Büyük ihaleleri çağırıp istedikleri kişiye veriyorlar. Biz bunlara beşli çete diyoruz. Sonra bu oligarklara, saray beslemelerine aynı zamanda Hazine'yi garanti ediyorlar. Üçüncüsü, gelir garantisi veriyorlar. Bunların zarar etme şansı sıfır ve olağanüstü karlar elde ediyorlar. Ballı kaymak. Dördüncüsü; Amerika ve Almanya'daki enflasyonu da vatandaşın sırtına yıkıyorlar. Aldıkları parayı paylaşıyorlar. Rüşvet dağıtan adamlar bunlar aynı zamanda. ‘Ya iktidar değişirse ne olacak?' diyorlar.  ‘İktidar değişirse yetkili İngiliz mahkemeleri olsun' diyorlar, onu da kabul ediyorlar. Ama hepinizin huzurunda söz veriyorum; ister İngiliz mahkemelerini, ister Amerikan mahkemelerini… Nereyi yetkili kılarsanız kılın.
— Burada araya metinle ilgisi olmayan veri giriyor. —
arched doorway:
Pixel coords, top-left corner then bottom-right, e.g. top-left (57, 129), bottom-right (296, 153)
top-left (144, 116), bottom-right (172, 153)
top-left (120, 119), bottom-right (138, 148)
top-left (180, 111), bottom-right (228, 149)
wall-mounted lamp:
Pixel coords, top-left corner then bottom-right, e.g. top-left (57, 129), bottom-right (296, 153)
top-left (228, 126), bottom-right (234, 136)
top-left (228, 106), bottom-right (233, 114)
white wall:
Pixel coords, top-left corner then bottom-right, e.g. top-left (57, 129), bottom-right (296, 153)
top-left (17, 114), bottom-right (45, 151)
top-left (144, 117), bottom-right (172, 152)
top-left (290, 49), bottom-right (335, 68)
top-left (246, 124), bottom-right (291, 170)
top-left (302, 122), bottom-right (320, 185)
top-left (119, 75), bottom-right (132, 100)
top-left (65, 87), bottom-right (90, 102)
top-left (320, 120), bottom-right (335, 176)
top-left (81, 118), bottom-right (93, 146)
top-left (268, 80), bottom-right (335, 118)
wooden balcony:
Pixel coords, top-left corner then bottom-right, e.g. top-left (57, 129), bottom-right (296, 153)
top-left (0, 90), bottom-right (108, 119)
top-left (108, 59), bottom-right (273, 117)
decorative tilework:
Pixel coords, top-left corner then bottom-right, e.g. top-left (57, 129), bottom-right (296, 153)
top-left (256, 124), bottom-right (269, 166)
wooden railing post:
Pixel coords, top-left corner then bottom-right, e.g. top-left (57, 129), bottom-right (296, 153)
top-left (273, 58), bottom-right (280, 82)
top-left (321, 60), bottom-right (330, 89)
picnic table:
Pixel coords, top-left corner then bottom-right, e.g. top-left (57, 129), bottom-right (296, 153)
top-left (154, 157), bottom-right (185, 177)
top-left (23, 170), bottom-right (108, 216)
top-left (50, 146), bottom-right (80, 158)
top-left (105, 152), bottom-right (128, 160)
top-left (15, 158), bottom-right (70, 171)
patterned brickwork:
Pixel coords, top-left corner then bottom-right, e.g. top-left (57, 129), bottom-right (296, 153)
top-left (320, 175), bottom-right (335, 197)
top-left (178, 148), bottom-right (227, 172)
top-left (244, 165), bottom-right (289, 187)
Geleceğimi, burnunuzdan fitil, fitil getireceğim ve o hakkı alıp bu millete teslim edeceğim

"Bunlarla helalleşmeyeceğiz, hesaplaşacağız"

Siyasetçileri rüşvetle besleyen bu yapıya ayrıca sözleşme sürelerinin uzatılarak ek gelir garantisi de verildiğini savunan Kılıçdaroğlu, Kuzey Marmara otoyolunun Kurtköy-Akyazı kesiminim işletme süresinin 2 bin 222 gün uzatıldığını söyledi.
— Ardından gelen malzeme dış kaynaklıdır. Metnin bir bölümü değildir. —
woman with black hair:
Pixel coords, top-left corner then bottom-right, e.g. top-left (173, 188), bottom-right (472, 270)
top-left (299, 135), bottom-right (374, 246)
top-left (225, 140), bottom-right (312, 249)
Yap,İşlet-Devet (YİD) modeliyle yapılan 8 karayolunun maliyetinin 22 milyar dolar, verilen garantin ise 59 milyar dolar olduğunu söyleyen Kılıçdaroğlu, sözlwerini şöyle tamamladı:

Atatürk Havalimanı'nı çalıştırmama sözü almışlar. Sözleşmeye hüküm koymuşlar: 'İstanbul'un Trakya yakasında ikinci bir havalimanı çalıştırılmayacak' diye. Orada duruyor, boş. Çalıştırmıyorlar, beyler kazanacak. 22 milyara mal et, 59 milyar dolar elde et. Böyle bir soygun dünyanın hiçbir yerinde görülmedi. Hastaneler, 13 şehir hastanesinin yatırım maliyeti 6 milyar dolar, verilen garanti 57 milyar dolar. Gayet açık ve net söylüyorum. Verdiğim rakamlar doğru, bunlar gizliyorlar. Çıkış desinler, "Bu rakamlar yanlıştır" diye. Bütün bunlara izin veren kişi; sarayda oturan zattır. O süre uzatımı vardı ya. 2 bin 222 gün süreyi uzatan. Altında Erdoğan2ın imzası var. "Yoktur" desin bakayım, diyemez. Görecektir tabloyu. Kendi yazısıyla imzasını göstereceğim. Suç ortaklığı en  güçlü ortaklıktır. Buradaki suç ortaklığıdır. Bunlarla helalleşecek miyiz; yok efendim, bunlarla hesaplaşacağız. Ben tüyü bitmemiş yetimin hakkını sormuyorsam siyaseti niye yapıyorum?